The IAF also operates the 3D Low Level Light Weight Radar (LLLWR), christened Ashlesha Mk-I developed by the DRDO. This radar detects and tracks heterogeneous air targets, including helicopters, fighters and UAVs at low and medium altitudes. The quadripod-mounted radar is built to operate in networked or stand-alone mode to support joint or independent operations. Back in 2014, a Franco-Indian joint venture between Thales and Bharat Electronics (BEL) was created in order to fulfil the IAF’s need of 19 Ground Smarter GS-100 radars. The significance of the radar is that it has Gallium Nitride based T/R modules while most radars on the market use Gallium Arsenide-based technology. Gallium Nitride based T/R modules are smaller, lighter and consume less power compared to the alternatives.

Most recently, the MoD signed a contract with Nova Integrated Systems Ltd (NISL), a subsidiary of Tata Advanced Systems Ltd (TASL), to execute the Navy’s Surface Surveillance Radar (SSR) project. As per reports, this was the first procurement by the Ministry under the ‘Buy and Make (Indian)’ category of the Defence Procurement Procedure (DPP). The project will enable delivery, installation and commissioning of radar systems on Navy vessels.

Apart from these recent procurements, the Indian military possesses radars such as the Rajendra, a multifunction electronically scanned phased array Radar which is a part of the Aakash Air Defence System. It is a passive electronically scanned array (PESA) radar which ensures the missile’s trajectory towards its target.

The Aerostat radars, which are large fabric envelopes filled with helium, can rise up to an altitude of 15,000 feet tethered by a single cable. The Indian Doppler Radar (INDRA) is a series of 2D radars developed by the DRDO. While the INDRA-I is a mobile surveillance radar for low-level target detection, the INDRA-II is for ground-controlled interception of targets.

Militaries around the world use radars for all sorts of uses such as air defence, battlefield, missile control, ground surveillance, navigation, military air traffic control, identification of moving target, ship navigation and safety, pulse compression, tracking, search and rescue and fire control radars.

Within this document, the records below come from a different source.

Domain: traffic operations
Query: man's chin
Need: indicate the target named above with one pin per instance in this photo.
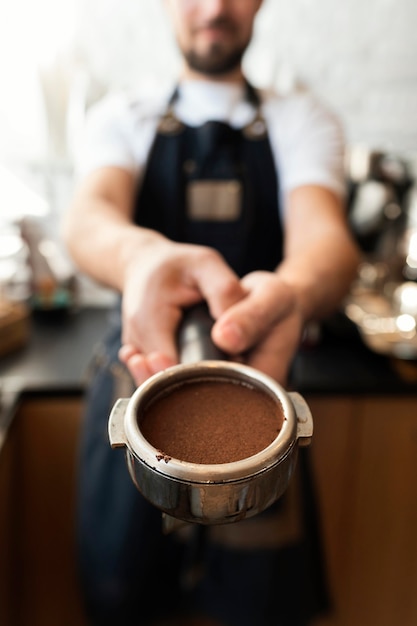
(215, 63)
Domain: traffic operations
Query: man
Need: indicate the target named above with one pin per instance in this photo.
(218, 194)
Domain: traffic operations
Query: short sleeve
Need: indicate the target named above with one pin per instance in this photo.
(308, 142)
(105, 139)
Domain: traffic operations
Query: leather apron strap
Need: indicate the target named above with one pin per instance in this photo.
(215, 185)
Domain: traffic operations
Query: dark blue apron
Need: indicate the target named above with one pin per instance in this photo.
(265, 571)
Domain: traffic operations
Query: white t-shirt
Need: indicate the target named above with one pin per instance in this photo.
(306, 138)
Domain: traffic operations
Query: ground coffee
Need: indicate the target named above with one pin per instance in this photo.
(210, 422)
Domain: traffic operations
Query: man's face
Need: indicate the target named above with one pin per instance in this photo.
(213, 34)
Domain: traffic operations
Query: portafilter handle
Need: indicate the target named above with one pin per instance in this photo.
(194, 336)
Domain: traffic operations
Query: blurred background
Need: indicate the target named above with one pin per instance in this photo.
(58, 58)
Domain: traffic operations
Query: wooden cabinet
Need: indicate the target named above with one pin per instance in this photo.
(38, 583)
(365, 458)
(364, 452)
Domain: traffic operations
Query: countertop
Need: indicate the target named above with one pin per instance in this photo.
(57, 357)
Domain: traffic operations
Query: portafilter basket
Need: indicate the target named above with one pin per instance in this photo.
(215, 493)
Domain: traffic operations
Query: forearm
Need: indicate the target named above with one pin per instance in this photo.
(321, 257)
(102, 242)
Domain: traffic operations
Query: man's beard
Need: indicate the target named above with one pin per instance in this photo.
(216, 62)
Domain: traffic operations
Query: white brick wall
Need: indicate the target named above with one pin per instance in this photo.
(359, 55)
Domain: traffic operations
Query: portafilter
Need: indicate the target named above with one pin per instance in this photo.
(209, 492)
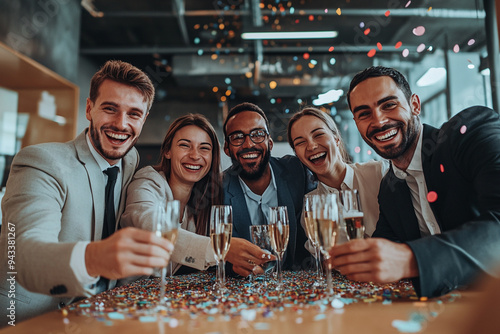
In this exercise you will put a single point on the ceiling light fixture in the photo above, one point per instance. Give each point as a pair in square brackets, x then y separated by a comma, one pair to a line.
[432, 76]
[289, 35]
[328, 97]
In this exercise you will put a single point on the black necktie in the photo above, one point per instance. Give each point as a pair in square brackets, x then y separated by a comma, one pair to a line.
[108, 226]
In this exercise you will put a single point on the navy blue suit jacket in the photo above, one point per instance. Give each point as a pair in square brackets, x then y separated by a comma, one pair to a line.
[463, 168]
[292, 182]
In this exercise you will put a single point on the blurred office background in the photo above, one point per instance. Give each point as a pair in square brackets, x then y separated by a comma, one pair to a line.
[203, 58]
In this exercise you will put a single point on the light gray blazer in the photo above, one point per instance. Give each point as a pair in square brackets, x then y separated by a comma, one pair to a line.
[55, 198]
[147, 189]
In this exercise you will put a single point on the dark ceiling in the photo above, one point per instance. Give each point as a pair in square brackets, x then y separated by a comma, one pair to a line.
[189, 47]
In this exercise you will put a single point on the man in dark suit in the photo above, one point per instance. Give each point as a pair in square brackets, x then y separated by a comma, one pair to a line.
[257, 181]
[440, 200]
[57, 241]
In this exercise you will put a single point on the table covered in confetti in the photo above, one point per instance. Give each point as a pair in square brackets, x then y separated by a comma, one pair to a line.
[249, 308]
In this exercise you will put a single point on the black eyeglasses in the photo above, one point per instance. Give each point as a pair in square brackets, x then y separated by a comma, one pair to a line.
[238, 138]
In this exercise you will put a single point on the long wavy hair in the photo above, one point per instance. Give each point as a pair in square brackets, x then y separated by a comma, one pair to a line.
[207, 191]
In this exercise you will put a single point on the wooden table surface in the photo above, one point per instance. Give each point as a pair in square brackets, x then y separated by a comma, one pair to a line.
[368, 308]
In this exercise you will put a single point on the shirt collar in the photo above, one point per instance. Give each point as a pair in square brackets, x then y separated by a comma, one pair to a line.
[103, 164]
[416, 161]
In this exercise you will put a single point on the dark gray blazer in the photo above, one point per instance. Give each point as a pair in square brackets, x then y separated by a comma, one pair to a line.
[464, 170]
[292, 181]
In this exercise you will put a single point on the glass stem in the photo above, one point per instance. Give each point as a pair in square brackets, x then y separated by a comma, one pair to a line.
[319, 275]
[163, 283]
[329, 284]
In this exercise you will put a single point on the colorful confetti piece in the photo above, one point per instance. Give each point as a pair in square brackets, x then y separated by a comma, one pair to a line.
[419, 31]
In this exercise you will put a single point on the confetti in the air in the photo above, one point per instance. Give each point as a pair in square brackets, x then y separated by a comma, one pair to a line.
[419, 31]
[432, 196]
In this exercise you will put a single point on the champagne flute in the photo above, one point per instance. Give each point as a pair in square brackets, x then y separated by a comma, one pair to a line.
[221, 229]
[353, 215]
[326, 218]
[312, 234]
[260, 237]
[279, 234]
[166, 224]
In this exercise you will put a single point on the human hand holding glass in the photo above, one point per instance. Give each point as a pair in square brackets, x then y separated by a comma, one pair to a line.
[326, 218]
[166, 225]
[279, 234]
[353, 214]
[221, 229]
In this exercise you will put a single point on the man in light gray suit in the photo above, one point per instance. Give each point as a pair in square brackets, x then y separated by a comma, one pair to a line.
[53, 246]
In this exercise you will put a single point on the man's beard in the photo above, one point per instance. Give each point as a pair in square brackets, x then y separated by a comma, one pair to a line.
[394, 152]
[111, 155]
[254, 174]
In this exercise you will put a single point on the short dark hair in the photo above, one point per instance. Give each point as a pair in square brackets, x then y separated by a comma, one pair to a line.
[245, 106]
[380, 71]
[126, 74]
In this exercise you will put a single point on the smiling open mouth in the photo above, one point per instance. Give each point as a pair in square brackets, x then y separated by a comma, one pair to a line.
[388, 136]
[192, 167]
[116, 136]
[318, 157]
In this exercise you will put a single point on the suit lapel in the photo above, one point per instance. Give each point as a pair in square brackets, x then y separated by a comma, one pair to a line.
[400, 206]
[241, 217]
[96, 184]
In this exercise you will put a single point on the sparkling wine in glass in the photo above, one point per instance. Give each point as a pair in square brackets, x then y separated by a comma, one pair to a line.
[259, 234]
[221, 229]
[326, 217]
[353, 214]
[166, 225]
[279, 234]
[312, 234]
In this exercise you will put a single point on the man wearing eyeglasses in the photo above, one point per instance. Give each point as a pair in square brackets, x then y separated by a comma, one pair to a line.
[256, 181]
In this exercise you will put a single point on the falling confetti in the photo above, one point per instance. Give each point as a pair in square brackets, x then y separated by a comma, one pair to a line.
[419, 31]
[432, 196]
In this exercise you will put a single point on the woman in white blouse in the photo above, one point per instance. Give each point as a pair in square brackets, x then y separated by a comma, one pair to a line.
[189, 171]
[316, 140]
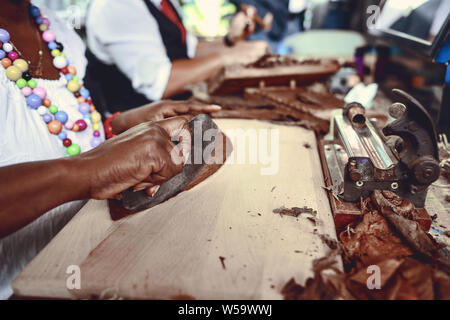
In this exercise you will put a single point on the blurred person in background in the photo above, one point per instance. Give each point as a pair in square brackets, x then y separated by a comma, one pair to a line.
[287, 17]
[139, 51]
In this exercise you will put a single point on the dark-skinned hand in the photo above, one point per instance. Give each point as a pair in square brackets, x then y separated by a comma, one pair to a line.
[142, 157]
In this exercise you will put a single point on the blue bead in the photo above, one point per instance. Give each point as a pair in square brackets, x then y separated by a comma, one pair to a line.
[34, 11]
[47, 118]
[85, 93]
[4, 35]
[61, 116]
[62, 135]
[52, 45]
[34, 101]
[95, 142]
[84, 108]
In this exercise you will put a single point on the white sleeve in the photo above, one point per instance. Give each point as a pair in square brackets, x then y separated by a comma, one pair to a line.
[124, 33]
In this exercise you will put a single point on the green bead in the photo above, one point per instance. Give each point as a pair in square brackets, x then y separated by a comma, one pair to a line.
[32, 83]
[21, 83]
[53, 109]
[73, 149]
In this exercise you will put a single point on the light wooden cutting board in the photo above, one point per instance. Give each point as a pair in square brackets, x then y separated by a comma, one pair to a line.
[219, 240]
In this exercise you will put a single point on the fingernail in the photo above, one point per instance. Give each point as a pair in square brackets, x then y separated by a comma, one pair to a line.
[154, 190]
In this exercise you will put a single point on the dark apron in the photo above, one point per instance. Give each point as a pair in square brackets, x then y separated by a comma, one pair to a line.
[110, 89]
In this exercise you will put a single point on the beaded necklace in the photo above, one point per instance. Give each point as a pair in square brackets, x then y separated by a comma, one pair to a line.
[57, 121]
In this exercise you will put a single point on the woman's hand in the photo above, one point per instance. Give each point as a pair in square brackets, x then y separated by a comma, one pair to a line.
[142, 157]
[159, 111]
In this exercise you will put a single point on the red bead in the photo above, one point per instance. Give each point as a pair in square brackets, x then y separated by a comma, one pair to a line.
[67, 142]
[65, 70]
[82, 125]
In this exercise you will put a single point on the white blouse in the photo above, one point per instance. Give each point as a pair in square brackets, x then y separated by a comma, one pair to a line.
[124, 33]
[24, 137]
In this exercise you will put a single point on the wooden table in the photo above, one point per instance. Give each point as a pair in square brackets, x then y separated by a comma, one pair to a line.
[219, 240]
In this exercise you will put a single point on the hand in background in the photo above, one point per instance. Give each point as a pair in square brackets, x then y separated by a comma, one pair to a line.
[159, 111]
[141, 157]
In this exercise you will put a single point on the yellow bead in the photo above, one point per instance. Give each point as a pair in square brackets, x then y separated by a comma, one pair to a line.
[56, 52]
[73, 86]
[13, 73]
[96, 117]
[21, 64]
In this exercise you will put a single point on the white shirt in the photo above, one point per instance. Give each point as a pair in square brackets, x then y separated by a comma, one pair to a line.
[125, 33]
[24, 137]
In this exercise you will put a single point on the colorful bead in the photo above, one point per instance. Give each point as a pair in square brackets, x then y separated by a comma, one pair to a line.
[75, 128]
[6, 62]
[52, 45]
[81, 100]
[73, 149]
[96, 117]
[46, 103]
[17, 70]
[54, 127]
[42, 110]
[21, 64]
[34, 11]
[47, 118]
[34, 101]
[32, 83]
[4, 35]
[27, 76]
[55, 52]
[40, 92]
[59, 46]
[21, 83]
[7, 47]
[46, 21]
[84, 93]
[13, 73]
[72, 70]
[26, 91]
[84, 108]
[69, 125]
[60, 62]
[65, 70]
[61, 116]
[73, 86]
[95, 142]
[82, 125]
[48, 36]
[13, 55]
[67, 143]
[62, 136]
[53, 109]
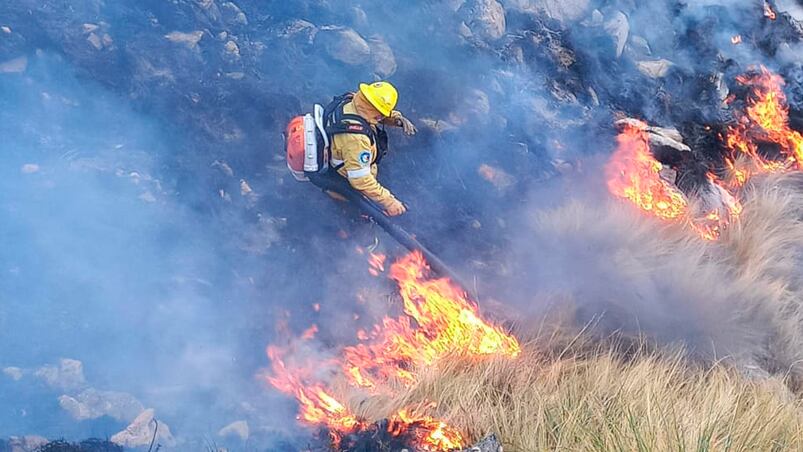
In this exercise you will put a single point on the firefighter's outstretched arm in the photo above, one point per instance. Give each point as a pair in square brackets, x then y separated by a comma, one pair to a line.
[397, 119]
[360, 174]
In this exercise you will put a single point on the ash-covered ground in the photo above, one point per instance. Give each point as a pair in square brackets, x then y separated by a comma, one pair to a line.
[154, 242]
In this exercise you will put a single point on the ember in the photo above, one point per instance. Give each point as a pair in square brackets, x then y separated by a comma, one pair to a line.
[766, 119]
[439, 321]
[633, 173]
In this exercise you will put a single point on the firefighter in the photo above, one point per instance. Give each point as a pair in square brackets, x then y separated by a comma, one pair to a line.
[354, 122]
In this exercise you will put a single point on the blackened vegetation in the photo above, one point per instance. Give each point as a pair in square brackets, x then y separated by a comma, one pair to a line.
[241, 70]
[90, 445]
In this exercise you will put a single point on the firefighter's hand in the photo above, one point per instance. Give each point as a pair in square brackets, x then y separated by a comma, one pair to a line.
[395, 208]
[407, 125]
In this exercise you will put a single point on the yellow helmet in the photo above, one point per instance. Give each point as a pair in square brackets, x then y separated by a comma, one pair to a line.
[382, 95]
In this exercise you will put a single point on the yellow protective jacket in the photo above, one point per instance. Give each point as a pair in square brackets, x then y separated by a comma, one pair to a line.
[358, 157]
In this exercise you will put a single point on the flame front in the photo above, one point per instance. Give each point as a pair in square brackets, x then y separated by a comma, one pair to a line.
[633, 173]
[766, 119]
[439, 321]
[446, 322]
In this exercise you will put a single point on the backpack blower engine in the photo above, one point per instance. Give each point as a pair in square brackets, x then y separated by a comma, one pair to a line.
[308, 140]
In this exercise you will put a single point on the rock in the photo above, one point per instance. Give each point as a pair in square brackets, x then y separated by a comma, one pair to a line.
[597, 19]
[142, 430]
[383, 62]
[438, 126]
[29, 443]
[232, 14]
[298, 28]
[619, 29]
[358, 16]
[485, 18]
[654, 69]
[224, 167]
[93, 404]
[345, 45]
[95, 41]
[239, 429]
[190, 39]
[29, 168]
[14, 66]
[68, 375]
[640, 46]
[14, 373]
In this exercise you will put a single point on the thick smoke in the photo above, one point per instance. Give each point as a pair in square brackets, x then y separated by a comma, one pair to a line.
[152, 232]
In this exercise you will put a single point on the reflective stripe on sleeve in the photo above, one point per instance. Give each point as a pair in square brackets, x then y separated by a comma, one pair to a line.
[356, 174]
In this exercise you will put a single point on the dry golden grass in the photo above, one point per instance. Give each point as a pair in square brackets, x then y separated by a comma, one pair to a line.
[735, 305]
[604, 402]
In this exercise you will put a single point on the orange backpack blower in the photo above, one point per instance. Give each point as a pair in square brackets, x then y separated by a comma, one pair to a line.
[307, 145]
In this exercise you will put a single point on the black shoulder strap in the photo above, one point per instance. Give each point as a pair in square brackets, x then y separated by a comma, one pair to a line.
[337, 122]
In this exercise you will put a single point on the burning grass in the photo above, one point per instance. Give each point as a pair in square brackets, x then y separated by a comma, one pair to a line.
[733, 305]
[601, 400]
[736, 311]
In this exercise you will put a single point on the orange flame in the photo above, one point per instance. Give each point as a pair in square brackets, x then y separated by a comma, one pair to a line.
[633, 173]
[440, 320]
[446, 321]
[769, 13]
[766, 118]
[431, 434]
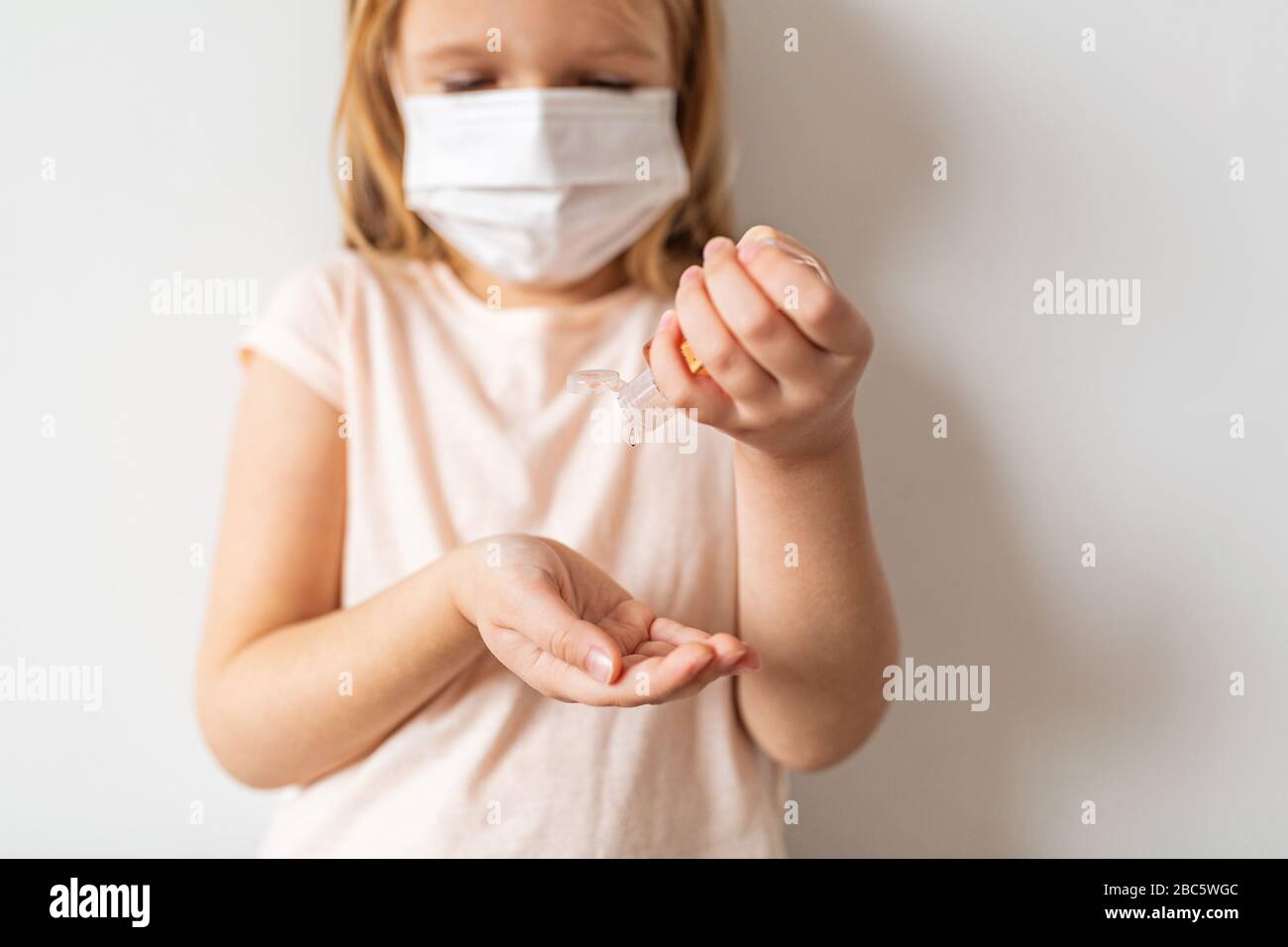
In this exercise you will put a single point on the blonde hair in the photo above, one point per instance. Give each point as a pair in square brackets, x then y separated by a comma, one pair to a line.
[369, 133]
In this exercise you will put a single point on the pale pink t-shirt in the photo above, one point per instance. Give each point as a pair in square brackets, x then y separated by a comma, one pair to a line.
[459, 427]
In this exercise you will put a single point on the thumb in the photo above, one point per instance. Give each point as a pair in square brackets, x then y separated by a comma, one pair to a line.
[557, 629]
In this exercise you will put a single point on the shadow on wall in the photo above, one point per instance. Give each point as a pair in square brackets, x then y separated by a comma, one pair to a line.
[835, 146]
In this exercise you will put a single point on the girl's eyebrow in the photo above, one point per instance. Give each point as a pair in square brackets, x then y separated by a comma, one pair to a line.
[623, 48]
[459, 50]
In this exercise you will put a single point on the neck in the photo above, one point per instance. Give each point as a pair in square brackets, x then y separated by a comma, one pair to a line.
[481, 281]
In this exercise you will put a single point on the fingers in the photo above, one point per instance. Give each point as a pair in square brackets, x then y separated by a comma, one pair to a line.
[647, 681]
[724, 357]
[755, 318]
[682, 386]
[553, 626]
[732, 654]
[799, 285]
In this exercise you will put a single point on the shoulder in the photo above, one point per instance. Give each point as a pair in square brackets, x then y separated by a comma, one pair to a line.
[349, 286]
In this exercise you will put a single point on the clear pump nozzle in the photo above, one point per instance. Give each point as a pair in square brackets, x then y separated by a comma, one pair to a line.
[640, 402]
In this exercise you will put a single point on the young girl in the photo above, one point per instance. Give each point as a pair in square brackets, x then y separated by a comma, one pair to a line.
[455, 617]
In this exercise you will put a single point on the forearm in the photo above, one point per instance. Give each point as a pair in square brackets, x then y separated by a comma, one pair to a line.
[303, 699]
[824, 625]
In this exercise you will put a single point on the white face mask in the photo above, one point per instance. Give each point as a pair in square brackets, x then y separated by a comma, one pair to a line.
[542, 185]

Global Players in the Market

Much like all other equipment, radar technology has been ever evolving, with the change in warfare. With the battlefield more focused on nanotechnology and semiconductors, the radar used by militaries all over the world is seeing a technological shift. The research on these radar systems now involves more focus on the miniaturisation of the radars. This shift is evident even in the Indian defence forces, which are now consciously moving away from 2D radar systems to 3D and 4D. While the 4D radars can create high-resolution, 3D radars ‘are able to record spatial coordinates with respect to time but are not as quick to capture momentary variations of position and velocity of objects in an environment.’